The plant continues its important role in advancing CCUS: attending the ceremony were also some 20 researchers from the Netherlands, Norway, UK and USA. Members of the LAUNCH project, the team is examining the question: ‘How can solvent consumption be reduced in CO2 capture and thus increase its cost-effectiveness?’
This question, of reducing solvent consumption, is central to LAUNCH. Just as engine oil in a car slowly ages during operation, the CO2 scrubbing agent also loses activity over time through oxidation.
“The globally unique, long-term tests in Niederaussem are an important pillar for LAUNCH. They help experts to understand the ageing of solvents and to test innovative counter-measures,” said Tillman Bechthold, Head of Research and Development at RWE Power, describing the pilot plant’s key contribution.

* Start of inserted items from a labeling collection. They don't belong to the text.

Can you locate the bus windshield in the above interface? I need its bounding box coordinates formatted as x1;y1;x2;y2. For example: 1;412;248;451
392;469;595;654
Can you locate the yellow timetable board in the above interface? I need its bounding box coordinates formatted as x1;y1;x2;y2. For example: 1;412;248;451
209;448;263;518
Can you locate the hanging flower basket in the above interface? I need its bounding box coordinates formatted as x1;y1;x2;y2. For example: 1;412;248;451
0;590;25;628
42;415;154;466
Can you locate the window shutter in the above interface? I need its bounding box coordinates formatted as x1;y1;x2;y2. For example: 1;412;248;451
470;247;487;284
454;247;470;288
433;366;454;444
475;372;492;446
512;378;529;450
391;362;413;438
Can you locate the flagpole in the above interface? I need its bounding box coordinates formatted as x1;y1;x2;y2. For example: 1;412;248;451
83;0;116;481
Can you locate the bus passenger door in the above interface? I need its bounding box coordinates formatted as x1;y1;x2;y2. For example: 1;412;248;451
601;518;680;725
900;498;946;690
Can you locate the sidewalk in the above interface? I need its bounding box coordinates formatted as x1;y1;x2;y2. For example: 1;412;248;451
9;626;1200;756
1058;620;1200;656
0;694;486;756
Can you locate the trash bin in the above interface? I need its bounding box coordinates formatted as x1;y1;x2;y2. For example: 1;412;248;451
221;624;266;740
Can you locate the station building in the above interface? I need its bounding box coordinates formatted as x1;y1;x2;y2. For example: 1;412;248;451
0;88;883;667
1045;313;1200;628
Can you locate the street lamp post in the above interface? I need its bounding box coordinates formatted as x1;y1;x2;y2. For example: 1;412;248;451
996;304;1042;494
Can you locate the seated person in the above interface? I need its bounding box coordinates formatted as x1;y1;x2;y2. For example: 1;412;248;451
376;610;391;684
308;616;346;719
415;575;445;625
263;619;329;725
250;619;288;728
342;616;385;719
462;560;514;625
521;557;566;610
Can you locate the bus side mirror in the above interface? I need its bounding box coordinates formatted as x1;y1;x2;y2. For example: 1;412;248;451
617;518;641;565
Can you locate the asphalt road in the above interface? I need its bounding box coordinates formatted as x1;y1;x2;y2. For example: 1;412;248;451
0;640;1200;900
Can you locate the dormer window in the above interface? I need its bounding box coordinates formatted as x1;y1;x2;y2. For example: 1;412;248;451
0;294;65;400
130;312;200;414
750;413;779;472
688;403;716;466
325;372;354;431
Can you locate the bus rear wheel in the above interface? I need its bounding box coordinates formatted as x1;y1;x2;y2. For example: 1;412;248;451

The facility was originally conceived as a testing centre for post-combustion CO2 capture on a coal-fired power plant. However, with the phasing out of coal, the processes are now being developed for use on a range of industries. In parallel, RWE is also working on utilising the captured CO2 to make sustainable fuels rather than only storing it.
The Center’s recent findings are helping to simplify the design and operation of CO2 capture, for example in sewage sludge, biomass and waste incineration plants. They also serve to accelerate the development of a carbon cycle economy.
“If we couple the utilisation of CO2 and regenerative power generation, we have a closed carbon cycle for climate-neutral chemicals and fuels. This means greater security of supply, greater stability in the power grid and further significant reductions in emissions,” said RWE Power’s Dr Kulik, commenting on the far-reaching benefits of the Center’s research.
Participants also differentiated between managing fossil fuels and their emissions, with managing carbon, noting that carbon is needed to produce household goods, chemicals and fuels. We should therefore be talking about ‘defossilisation’ rather than ‘decarbonisation’, they said, as carbon will continue to be a part of our lives.